“Roche (SIX: RO, ROG; OTCQX: RHHBY) today announced that the European Commission (EC) has approved the use of Perjeta® (pertuzumab) in combination with Herceptin® (trastuzumab) and chemotherapy for the neoadjuvant treatment (use before surgery) of adult patients with HER2-positive, locally advanced, inflammatory, or early stage breast cancer at high risk of recurrence. The Perjeta regimen is the first neoadjuvant breast cancer treatment approved by the EC based on pCR data.
“Every year in Europe nearly 100,000 people are diagnosed with HER2-positive breast cancer, an aggressive type of the disease that is more likely to progress than HER2-negative cancer.1,2 Treating people with breast cancer early, before the cancer has spread, may improve the chance of preventing the disease from returning. Neoadjuvant treatment is given before surgery and is aimed at reducing tumour size so it is easier to surgically remove. pCR is achieved when there is no tumour tissue detectable at the time of surgery in the affected breast or in the affected breast and local lymph nodes. It is a common measure of neoadjuvant treatment effect in breast cancer and it can be assessed more quickly than traditional endpoints in eBC.
“ ‘Today’s approval is a significant milestone in the neoadjuvant treatment of HER2-positive early breast cancer, bringing Perjeta to patients years earlier than typical adjuvant treatment,’ said Sandra Horning, M.D., Roche’s Chief Medical Officer and Head, Global Product Development. ‘We are committed to making the Perjeta regimen available to appropriate patients in the EU as early as possible.’ “
“Chemotherapy-free neoadjuvant treatment with trastuzumab emtansine (T-DM1; Kadcyla) demonstrated a pathological complete response (pCR) rate of 40.5% in patients with HER2+ and HR+ early breast cancer, according to findings from the phase II ADAPT trial presented at the 2015 ASCO Annual Meeting.
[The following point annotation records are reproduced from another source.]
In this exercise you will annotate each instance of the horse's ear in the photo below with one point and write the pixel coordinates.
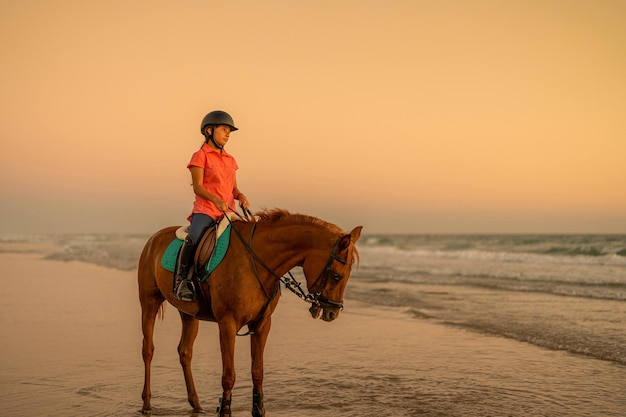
(345, 240)
(356, 233)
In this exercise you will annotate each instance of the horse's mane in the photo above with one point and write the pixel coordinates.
(279, 215)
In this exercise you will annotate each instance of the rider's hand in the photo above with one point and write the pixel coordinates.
(243, 201)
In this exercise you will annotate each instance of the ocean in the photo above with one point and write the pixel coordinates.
(561, 292)
(433, 325)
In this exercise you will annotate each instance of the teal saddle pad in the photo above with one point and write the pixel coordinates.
(221, 246)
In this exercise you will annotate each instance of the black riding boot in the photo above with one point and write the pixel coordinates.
(184, 289)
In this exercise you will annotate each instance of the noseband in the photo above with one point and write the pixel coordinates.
(316, 299)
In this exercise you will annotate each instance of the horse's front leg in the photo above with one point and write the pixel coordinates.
(228, 332)
(257, 347)
(185, 353)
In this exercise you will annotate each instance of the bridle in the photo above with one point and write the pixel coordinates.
(316, 299)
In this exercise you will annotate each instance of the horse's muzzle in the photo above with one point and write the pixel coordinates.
(325, 313)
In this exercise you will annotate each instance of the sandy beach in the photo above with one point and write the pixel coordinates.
(71, 344)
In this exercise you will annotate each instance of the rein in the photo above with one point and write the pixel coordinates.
(317, 299)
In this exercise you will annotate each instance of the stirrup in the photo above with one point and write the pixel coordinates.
(220, 408)
(184, 289)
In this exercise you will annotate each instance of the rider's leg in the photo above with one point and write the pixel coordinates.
(183, 285)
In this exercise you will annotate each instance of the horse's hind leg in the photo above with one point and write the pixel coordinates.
(257, 347)
(185, 352)
(149, 308)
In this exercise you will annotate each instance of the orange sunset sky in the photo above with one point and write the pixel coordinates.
(436, 116)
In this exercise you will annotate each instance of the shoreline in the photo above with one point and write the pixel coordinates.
(73, 347)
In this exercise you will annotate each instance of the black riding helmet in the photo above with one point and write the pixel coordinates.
(215, 118)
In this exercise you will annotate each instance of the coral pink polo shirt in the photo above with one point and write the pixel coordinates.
(219, 178)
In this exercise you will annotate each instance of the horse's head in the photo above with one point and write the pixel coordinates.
(327, 276)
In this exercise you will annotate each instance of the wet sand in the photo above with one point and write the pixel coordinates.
(71, 343)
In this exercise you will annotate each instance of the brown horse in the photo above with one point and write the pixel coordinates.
(242, 290)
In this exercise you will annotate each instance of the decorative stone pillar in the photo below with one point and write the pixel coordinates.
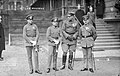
(15, 4)
(50, 5)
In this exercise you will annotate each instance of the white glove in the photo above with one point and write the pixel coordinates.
(33, 42)
(56, 41)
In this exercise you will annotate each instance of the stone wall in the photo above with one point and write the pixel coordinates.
(110, 10)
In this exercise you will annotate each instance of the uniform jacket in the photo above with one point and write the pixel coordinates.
(30, 32)
(91, 16)
(68, 29)
(2, 38)
(79, 13)
(87, 35)
(53, 33)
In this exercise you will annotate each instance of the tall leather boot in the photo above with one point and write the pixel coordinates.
(63, 62)
(55, 62)
(70, 62)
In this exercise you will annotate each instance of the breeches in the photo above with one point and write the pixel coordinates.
(52, 54)
(35, 53)
(70, 48)
(87, 53)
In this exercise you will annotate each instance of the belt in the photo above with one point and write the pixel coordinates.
(87, 36)
(69, 33)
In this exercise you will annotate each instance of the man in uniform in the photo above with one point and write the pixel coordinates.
(31, 36)
(78, 14)
(87, 34)
(70, 29)
(2, 39)
(53, 36)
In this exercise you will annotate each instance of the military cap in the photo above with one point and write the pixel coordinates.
(0, 17)
(55, 19)
(85, 17)
(29, 17)
(71, 14)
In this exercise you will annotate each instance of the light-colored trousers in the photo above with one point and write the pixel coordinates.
(87, 54)
(52, 55)
(30, 50)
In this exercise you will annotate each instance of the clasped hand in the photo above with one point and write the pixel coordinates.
(56, 41)
(33, 43)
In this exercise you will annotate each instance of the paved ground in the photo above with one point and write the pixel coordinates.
(15, 64)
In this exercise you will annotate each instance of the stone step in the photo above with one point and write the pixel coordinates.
(108, 34)
(107, 43)
(107, 40)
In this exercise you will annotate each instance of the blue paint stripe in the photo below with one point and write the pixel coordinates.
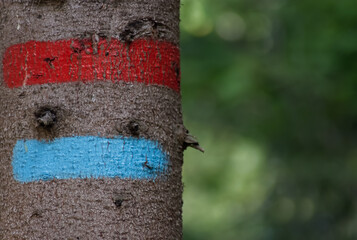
(88, 157)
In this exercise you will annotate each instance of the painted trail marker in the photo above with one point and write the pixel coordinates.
(147, 61)
(63, 61)
(88, 157)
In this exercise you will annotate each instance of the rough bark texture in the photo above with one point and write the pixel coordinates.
(107, 208)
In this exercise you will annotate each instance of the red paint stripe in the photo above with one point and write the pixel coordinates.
(147, 61)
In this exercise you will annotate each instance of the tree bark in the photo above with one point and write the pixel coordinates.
(57, 115)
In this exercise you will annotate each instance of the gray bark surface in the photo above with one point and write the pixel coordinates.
(108, 208)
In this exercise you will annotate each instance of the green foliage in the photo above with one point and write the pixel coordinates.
(269, 88)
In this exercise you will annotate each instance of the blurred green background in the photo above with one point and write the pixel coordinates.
(270, 89)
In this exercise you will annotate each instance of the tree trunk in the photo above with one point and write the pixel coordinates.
(89, 112)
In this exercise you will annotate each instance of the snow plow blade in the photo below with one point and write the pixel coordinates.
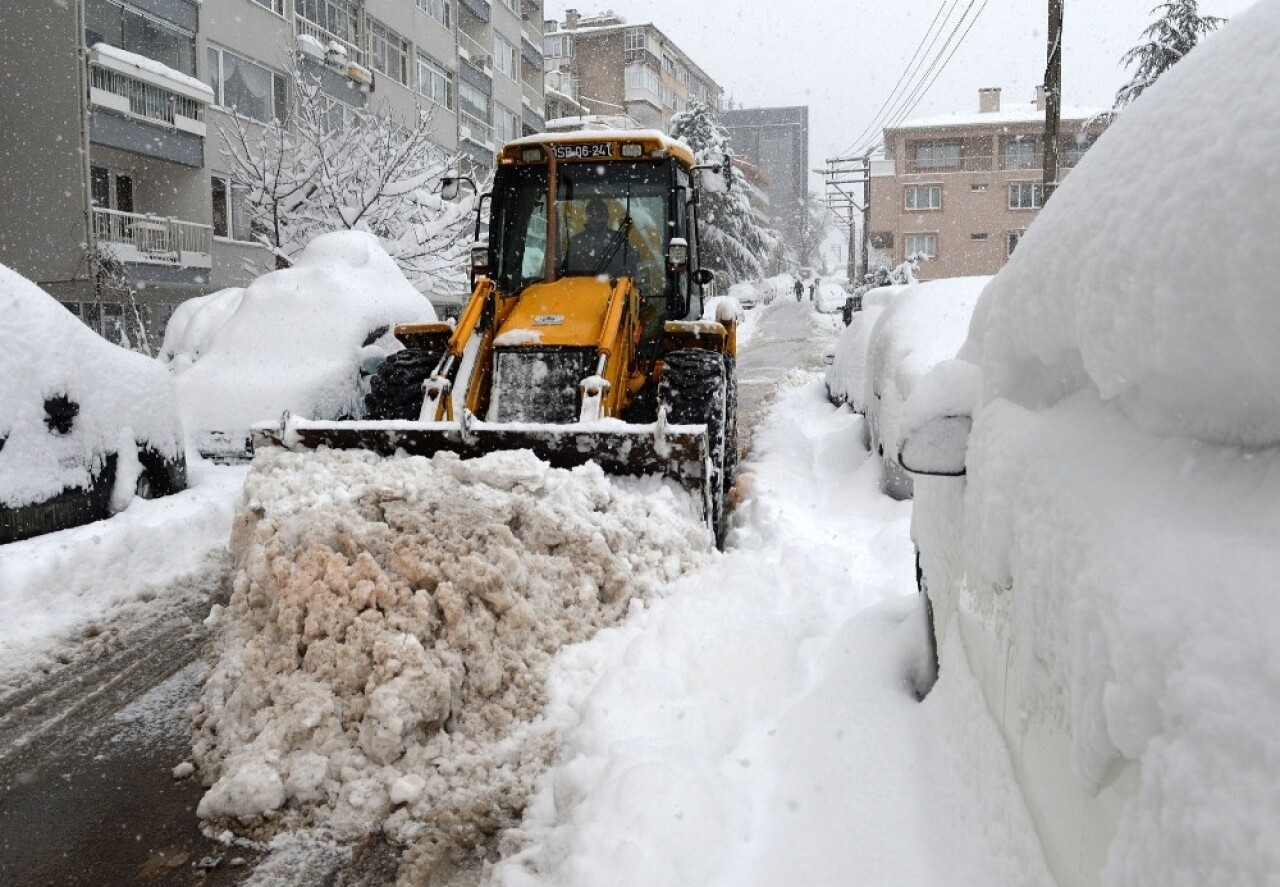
(677, 452)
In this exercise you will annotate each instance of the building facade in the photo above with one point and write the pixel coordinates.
(959, 190)
(775, 140)
(609, 67)
(112, 129)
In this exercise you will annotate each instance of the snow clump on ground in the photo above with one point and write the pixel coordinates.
(383, 658)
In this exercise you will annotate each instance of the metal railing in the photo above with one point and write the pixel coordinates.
(146, 100)
(324, 18)
(972, 164)
(152, 238)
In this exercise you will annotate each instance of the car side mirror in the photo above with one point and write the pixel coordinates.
(677, 255)
(937, 447)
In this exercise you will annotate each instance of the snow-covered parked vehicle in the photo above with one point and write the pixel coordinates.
(923, 325)
(85, 425)
(304, 339)
(846, 376)
(1104, 554)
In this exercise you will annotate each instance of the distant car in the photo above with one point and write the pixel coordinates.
(1097, 507)
(922, 327)
(745, 293)
(830, 297)
(85, 425)
(304, 339)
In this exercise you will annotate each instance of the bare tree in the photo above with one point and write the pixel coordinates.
(329, 165)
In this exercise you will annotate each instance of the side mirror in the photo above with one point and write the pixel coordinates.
(937, 447)
(479, 259)
(677, 255)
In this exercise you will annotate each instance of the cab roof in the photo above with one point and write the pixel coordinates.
(650, 140)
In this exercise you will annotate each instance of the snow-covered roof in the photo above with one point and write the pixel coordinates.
(1027, 113)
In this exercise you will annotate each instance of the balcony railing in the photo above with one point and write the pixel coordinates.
(152, 239)
(974, 164)
(135, 97)
(338, 15)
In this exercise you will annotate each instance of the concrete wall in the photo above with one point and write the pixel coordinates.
(44, 178)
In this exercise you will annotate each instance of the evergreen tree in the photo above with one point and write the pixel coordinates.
(1175, 32)
(732, 242)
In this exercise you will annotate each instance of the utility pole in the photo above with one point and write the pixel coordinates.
(1052, 95)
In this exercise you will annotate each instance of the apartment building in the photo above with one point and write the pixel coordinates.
(112, 127)
(776, 140)
(959, 190)
(611, 67)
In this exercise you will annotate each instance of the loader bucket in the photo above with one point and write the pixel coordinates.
(677, 452)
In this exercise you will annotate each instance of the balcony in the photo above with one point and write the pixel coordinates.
(478, 8)
(138, 238)
(142, 106)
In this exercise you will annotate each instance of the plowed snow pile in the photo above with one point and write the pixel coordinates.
(382, 662)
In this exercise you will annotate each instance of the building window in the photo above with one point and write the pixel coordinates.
(437, 9)
(1025, 196)
(388, 51)
(504, 56)
(472, 101)
(643, 77)
(922, 246)
(558, 46)
(1074, 149)
(128, 28)
(506, 124)
(923, 197)
(1022, 152)
(635, 39)
(434, 81)
(247, 88)
(231, 210)
(937, 155)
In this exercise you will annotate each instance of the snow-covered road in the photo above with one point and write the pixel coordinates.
(754, 722)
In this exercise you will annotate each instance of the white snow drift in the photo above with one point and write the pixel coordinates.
(382, 663)
(293, 339)
(1111, 561)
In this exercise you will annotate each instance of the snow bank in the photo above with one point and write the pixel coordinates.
(293, 339)
(382, 663)
(1123, 504)
(46, 352)
(1151, 274)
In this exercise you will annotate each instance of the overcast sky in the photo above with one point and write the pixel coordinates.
(842, 58)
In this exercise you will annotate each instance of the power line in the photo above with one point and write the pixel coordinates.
(924, 82)
(906, 69)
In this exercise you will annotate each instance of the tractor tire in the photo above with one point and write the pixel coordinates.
(396, 388)
(694, 391)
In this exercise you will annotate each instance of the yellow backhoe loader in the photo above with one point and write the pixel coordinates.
(583, 339)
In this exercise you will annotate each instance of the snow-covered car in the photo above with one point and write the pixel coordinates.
(828, 297)
(85, 425)
(1105, 556)
(304, 339)
(846, 376)
(923, 325)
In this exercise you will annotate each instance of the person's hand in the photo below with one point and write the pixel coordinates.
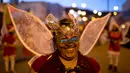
(5, 44)
(11, 45)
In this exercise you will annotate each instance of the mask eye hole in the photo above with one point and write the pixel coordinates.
(74, 39)
(63, 40)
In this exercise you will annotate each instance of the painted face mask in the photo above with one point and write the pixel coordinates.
(36, 31)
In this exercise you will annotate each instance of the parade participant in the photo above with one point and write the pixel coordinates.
(57, 48)
(114, 47)
(9, 48)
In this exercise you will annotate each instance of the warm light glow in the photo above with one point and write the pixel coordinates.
(95, 11)
(74, 5)
(79, 12)
(71, 11)
(99, 13)
(75, 15)
(79, 18)
(115, 13)
(123, 26)
(115, 8)
(83, 13)
(93, 18)
(83, 5)
(84, 18)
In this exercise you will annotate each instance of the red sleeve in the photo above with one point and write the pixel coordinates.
(95, 65)
(38, 63)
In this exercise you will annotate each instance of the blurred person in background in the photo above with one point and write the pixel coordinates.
(115, 37)
(9, 48)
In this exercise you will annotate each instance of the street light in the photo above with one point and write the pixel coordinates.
(74, 5)
(83, 5)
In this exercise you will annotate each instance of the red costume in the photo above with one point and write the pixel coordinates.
(54, 65)
(9, 40)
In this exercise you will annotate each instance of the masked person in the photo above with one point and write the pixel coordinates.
(9, 48)
(66, 58)
(114, 47)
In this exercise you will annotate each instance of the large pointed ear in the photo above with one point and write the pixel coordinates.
(31, 31)
(91, 34)
(113, 23)
(52, 22)
(72, 18)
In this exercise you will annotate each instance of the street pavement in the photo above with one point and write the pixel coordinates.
(99, 52)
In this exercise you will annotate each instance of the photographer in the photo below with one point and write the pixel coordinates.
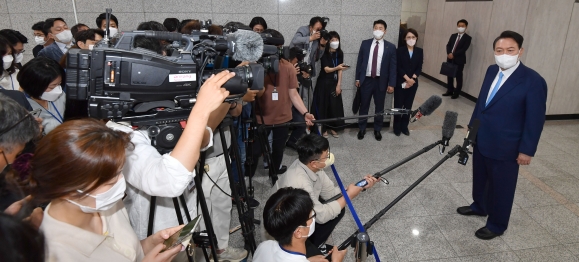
(274, 107)
(289, 216)
(148, 173)
(309, 38)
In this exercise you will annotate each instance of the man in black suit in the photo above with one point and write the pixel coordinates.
(456, 54)
(375, 75)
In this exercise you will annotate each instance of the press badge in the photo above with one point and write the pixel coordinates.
(274, 95)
” ‘After 12 weeks without systemic chemotherapies we observed more than a 40% pCR in both the breast and nodes in our T-DM1-treated HER+/HR+ patients,’ said lead investigator Nadia Harbeck, MD, PhD, head of the Breast Center, Oncological Therapy and Clinical Trials Unit, University of Munich, Germany. ‘We did see very low overall toxicity, and did not detect any new safety signals.’
“The ADAPT trial is a large umbrella trial that has enrolled 5000 patients with various breast cancer phenotypes. In the arm of the trial presented at ASCO, 376 patients with HER2+ and HR+ breast cancer were randomized to receive neoadjuvant T-DM1 at 3.6 mg/kg with or without endocrine therapy or trastuzumab plus endocrine therapy. Treatment was administered for 4 cycles followed by surgery and 1-year of standard adjuvant chemotherapy plus trastuzumab.”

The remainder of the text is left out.